Un premier, regroupant en une demi-heure sèche et
nerveuse un large échantillon des codes du film noir,
à la limite même du catalogue exhaustif. Empruntant
à la fois aux clichés du genre (atmosphère
urbaine et nocturne, longues avenues humides, sombres ruelles,
petites frappes, policiers intègres…) et au
documentaire (caméra portée à l’épaule,
vie d’un flic lambda au quotidien…), les premières
minutes du film engagent La Maison dans l’Ombre
sur la voie toute tracée des films de genre de l’époque
- sans que rien ne semble différencier cette incursion
de Nicholas Ray dans le polar urbain des autres œuvres
de la même veine. Rien de dramatique à cela
certes, tant les plus grandes réussites du genre
ont toujours su jouer de ces codes, en s’y conformant
ou en s’en détachant.
D’une certaine manière d’ailleurs, même
au cœur des clichés, Ray trouve sa petite musique
à lui - délaissant notamment le héros
hollywoodien au grand cœur pour un personnage sombre
et violent, Jim Wilson, campé par un Robert Ryan
toujours aussi juste et qui préfigure avec des années
d’avance le "Dirty" Harry Callahan de Don
Siegel et Clint Eastwood.
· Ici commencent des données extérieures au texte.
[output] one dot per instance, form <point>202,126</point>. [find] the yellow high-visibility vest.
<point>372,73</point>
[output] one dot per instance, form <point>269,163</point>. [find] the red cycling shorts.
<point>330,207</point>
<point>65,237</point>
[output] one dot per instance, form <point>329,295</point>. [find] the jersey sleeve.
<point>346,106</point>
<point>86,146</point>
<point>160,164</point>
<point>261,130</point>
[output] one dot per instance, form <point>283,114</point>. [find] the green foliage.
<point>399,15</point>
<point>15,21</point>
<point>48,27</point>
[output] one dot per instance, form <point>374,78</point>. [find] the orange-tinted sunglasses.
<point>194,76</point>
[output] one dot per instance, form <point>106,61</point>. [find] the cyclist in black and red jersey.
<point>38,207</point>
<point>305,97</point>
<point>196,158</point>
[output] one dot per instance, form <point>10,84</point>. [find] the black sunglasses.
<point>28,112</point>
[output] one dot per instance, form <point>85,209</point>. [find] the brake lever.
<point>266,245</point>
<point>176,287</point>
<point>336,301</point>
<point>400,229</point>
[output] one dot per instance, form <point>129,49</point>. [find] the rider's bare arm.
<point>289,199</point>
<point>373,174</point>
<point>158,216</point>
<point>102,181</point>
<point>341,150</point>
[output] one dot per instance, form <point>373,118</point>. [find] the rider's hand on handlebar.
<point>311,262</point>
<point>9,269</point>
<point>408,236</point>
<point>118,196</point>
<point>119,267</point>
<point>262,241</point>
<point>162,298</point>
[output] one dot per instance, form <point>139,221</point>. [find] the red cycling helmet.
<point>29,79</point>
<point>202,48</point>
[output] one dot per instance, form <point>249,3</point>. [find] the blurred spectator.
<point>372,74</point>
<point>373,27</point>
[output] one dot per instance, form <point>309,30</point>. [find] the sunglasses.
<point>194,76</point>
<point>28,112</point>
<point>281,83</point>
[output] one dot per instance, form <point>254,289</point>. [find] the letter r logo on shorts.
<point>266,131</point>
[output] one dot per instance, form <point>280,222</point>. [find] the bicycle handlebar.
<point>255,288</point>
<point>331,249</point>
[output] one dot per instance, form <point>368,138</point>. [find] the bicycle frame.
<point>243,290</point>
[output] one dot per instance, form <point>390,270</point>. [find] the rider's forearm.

N’hésitant pas à
défier ses supérieurs, n’en faisant
qu’à sa tête et avec des moyens parfois
en marge de la légalité, Wilson - et par là
même Nicholas Ray - ont bien quelques années
d’avance, et donnent à leur polar urbain une
petite touche moderne du plus bel effet.
C’est Jim Wilson, ce personnage sans concessions,
qui fait alors basculer La Maison dans l’Ombre
vers son deuxième versant. Suite à une énième
bavure, Wilson est muté, et c’est tout le film
qui prend la tangente avec lui. Un véritable virage
à 180°, tant scénaristique que…
stylistique. La belle locomotive de Nicholas Ray semble
alors quitter la voie toute tracée par son scénario
pour un chemin de traverse autrement plus périlleux,
et au paysage un tantinet plus étonnant. Fini le
quotidien glauque du commissariat de police, finies les
rues sordides de la métropole... Voici les immenses
paysages enneigés de l’Alaska, véritables
pieds de nez aux conventions d’un genre dans lequel
le film s’était pourtant embarqué depuis
une bonne demi-heure Dès lors, le film bascule, comme
lâché dans le vide. Mais avec Ray aux commandes,
on devine que le voyage et l’atterrissage, pour étonnants
qu’ils soient, risquent d’être de toute
beauté.
Et c’est le cas. Après cette première
demi-heure paradoxalement sympathique et conventionnelle,
Ray abandonne son ébauche de scénario pour
une toute autre histoire dont Ryan semble être le
seul point récurrent. Le décor était
pourtant planté, certains personnages croqués
avec délice (tel ce policier amoureusement habillé
par sa femme le matin dans un très beau et ironique
plan d’ouverture) et les bases de l’histoire
largement développées : deux malfrats à
arrêter, une balance à interroger, une garce
de qui se méfier… Mais non, Ray, cinéaste
frondeur, se permet l’audace de tout casser, laisser
une demi-heure de scénario en plan pour se concentrer
sur tout autre chose, le premier tiers de son film n’ayant
finalement servi qu’à nous familiariser avec
Jim Wilson, personnage sombre et caractériel. Etrange,
et finalement très belle, idée…
Epaulé de son fidèle chef-opérateur
George E. Diskant (Les Amants de la Nuit, Secret de
Femmes…), Ray magnifie alors la nature environnante
et embrasse les grands paysages enneigés avec une
aisance extraordinaire pour un cinéaste pourtant
confiné dans un étroit format 1.33. Le créateur
de Johnny Guitar tire tout le parti esthétique
de la saison hivernale en enchaînant poursuites à
pied ou en voiture (superbe scène de chasse automobile
sur des routes blanches de neige), au point que le film
est aujourd’hui indissociable de cette image cotonneuse
et ouatée.
Mais sous la glace, le feu... Film de tous les contre-pieds,
La Maison dans l’Ombre dévoile après
cette brusque cassure scénaristique une nouvelle
carte maîtresse, et ce au bout de 47mn de métrage
: Ida Lupino, second rôle d’un film qui lui
doit énormément. A feuilleter la littérature
cinéma consacrée à la géniale
actrice américaine, on peut s’étonner
du peu de cas qui est fait de sa prestation dans le film
de Nicholas Ray. Elle y est pourtant étonnante de
justesse dans un rôle difficile d’aveugle solitaire.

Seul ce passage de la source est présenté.